Потом подлодки появились, стали ходить на подлодках. Две подводных лодки нам привезли по железной дороге в 1943 году. Но и в 1943 году группы гибли. Обычно говорят, что в рубашке родился, а я обычно говорю, когда в школах выступаю, что я в трусиках родился, сразу в футбол начал играть. Но мы готовились к каждой операции тщательно. Все проверяли, особенно рацию - на расстоянии проверяли. Все было не так просто. Потом была такая треирова, что на стол набросают кучу всего, сигареты всякие, и так далее, смотришь пять секунд, закрываешь глаза и говоришь, что на столе лежит. Поэтому у меня зрительная память хорошо развита. Я не говорю о самбо, это было обязательно. Там же надеяться было не на кого, только на себя. И никакого приказа не было - перед каждой операцией приходил наш начальник и спрашивал: "ребята, как себя чувствуете? Не стесняйтесь, говорите. Можете идти?" Один раз было, что Ваня мне сказал, не напрямую начальнику, а мне, что не может, боится. Я начальнику говорю: "Николай Петрович (это был командир разведотдела), там Ваня как-то не очень." Он говорит: "ребята, не стесняйтесь, говорите, если что" Ведь надо чтобы не просто пошел, надо чтобы и задачу выполнил. Но кто скажет, что не пойдет? Все просились, наоборот. Ребята с катеров, когда пополнение было нужно, тоже просились, говорили: "слушай, если надо, возьмите нас" Все рвались. Так воспитаны были. Я Ладогу еще с финской всю изучил, всю Ладогу хорошо знал.

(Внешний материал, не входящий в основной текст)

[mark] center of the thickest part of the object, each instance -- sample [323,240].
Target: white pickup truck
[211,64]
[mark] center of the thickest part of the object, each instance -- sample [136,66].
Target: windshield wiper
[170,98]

Мы ходили по три, по четыре человека. Моя группа - ходили втроем. На Валааме нас было четверо. Два радиста, Володя и я - четверо. Если на лыжах - то человек десять, а если на аэросанях - то человек пятнадцать. От задачи зависело. А если на острова высаживались, были моменты. Начальник с нами строго говорил: вы должны выполнить задачу, засечь, как корабли ходят, взятие языка - на ваше усмотрение. Если брать языка - то только в последний момент, когда надо сматывать. Наша задача была - проверить расположение батарей и движение судов. В 1942 году взяли в плен двух ребят, которые сопровождали командующего, они потом на нас работали. Они все рассказали, где у них батареи. Наша задача была проверить эти данные. Смотрели, есть ли на острове следы пребывания людей. Если есть, то тут явно что-то нечисто, что-то у финнов тут есть. По рации каждый день сообщали, что и где расположено. Ходили на пять суток, на Мантисаари сидели пятнадцать суток - разыгрался шторм, нам сообщили, что катера вышли, а там баллов шесть. Пришлось 15 суток сидеть.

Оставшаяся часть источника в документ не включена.